[reconfigurator] Remove DatasetIdsBackfillFromDb by jgallagher · Pull Request #7350 · oxidecomputer/omicron

jgallagher · 2025-01-15T18:58:01Z

I believe this is safe to land now that R12 is out the door: any IDs in dataset should have been assigned. #7229 is related, but in that case the dataset table itself is also missing entries (so there's no ID to backfill).

Fixes #6645. I believe this is safe to land now that R12 is out the door: any IDs in `dataset` should have been assigned. #7229 is related, but in that case the `dataset` table itself is also missing entries (so there's no ID to backfill).

jgallagher · 2025-01-15T19:06:44Z

+            // dataset ID we should be using? That would require tracking it in
+            // the relevant parent blueprint structures (zones for zone-related
+            // datasets, presumably disks for the top-level debug/zone root
+            // datasets?).


FWIW: the concern described in this note is not new, but as I was reading this code it came to mind so figured I'd write it down. If this is wrong I'd be happy to edit or remove it.

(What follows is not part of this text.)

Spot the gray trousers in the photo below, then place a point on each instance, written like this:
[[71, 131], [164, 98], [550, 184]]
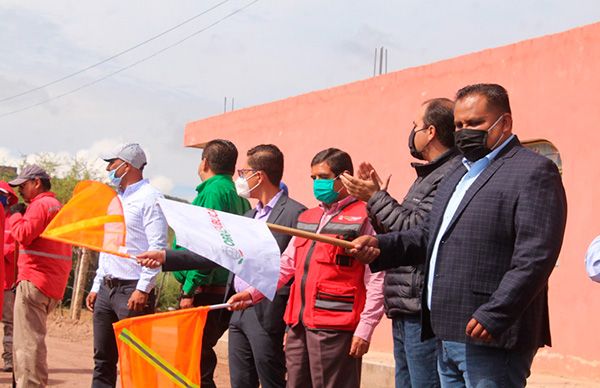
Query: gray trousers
[[110, 307], [7, 322], [319, 359], [31, 313], [255, 355]]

When we ensure datasets in the sled agent, we call:

omicron/sled-storage/src/manager.rs

Lines 1032 to 1037 in c03eb51

async fn dataset_ensure_internal(

&self,

log: &Logger,

config: &DatasetConfig,

old_dataset: Option<&DatasetProperties>,

) -> DatasetManagementStatus {

This calls:

omicron/sled-storage/src/manager.rs

Lines 1045 to 1052 in c03eb51

match Self::should_skip_dataset_ensure(&log, config, old_dataset) {

Ok(true) => return status,

Ok(false) => (),

Err(err) => {

status.err = Some(err.to_string());

return status;

}

}

To see if there is actually work to do.

One of the errors here is a UUID mismatch:

omicron/sled-storage/src/manager.rs

Lines 1002 to 1008 in c03eb51

if old_id != config.id {

return Err(Error::UuidMismatch {

name: config.name.full_name(),

old: old_id.into_untyped_uuid(),

new: config.id.into_untyped_uuid(),

});

}

To put another way: we do currently pass the dataset UUID to the sled agent, at least, so if there's a UUID mismatch in the sled it should be detected and throw an error.

... anyway, I think it makes sense to track, in the blueprint, "this zone is using this dataset UUID". Then we could probably add a DatasetUuid to the PartialDatasetConfig.

But this doesn't need to be a blocker for this PR, either.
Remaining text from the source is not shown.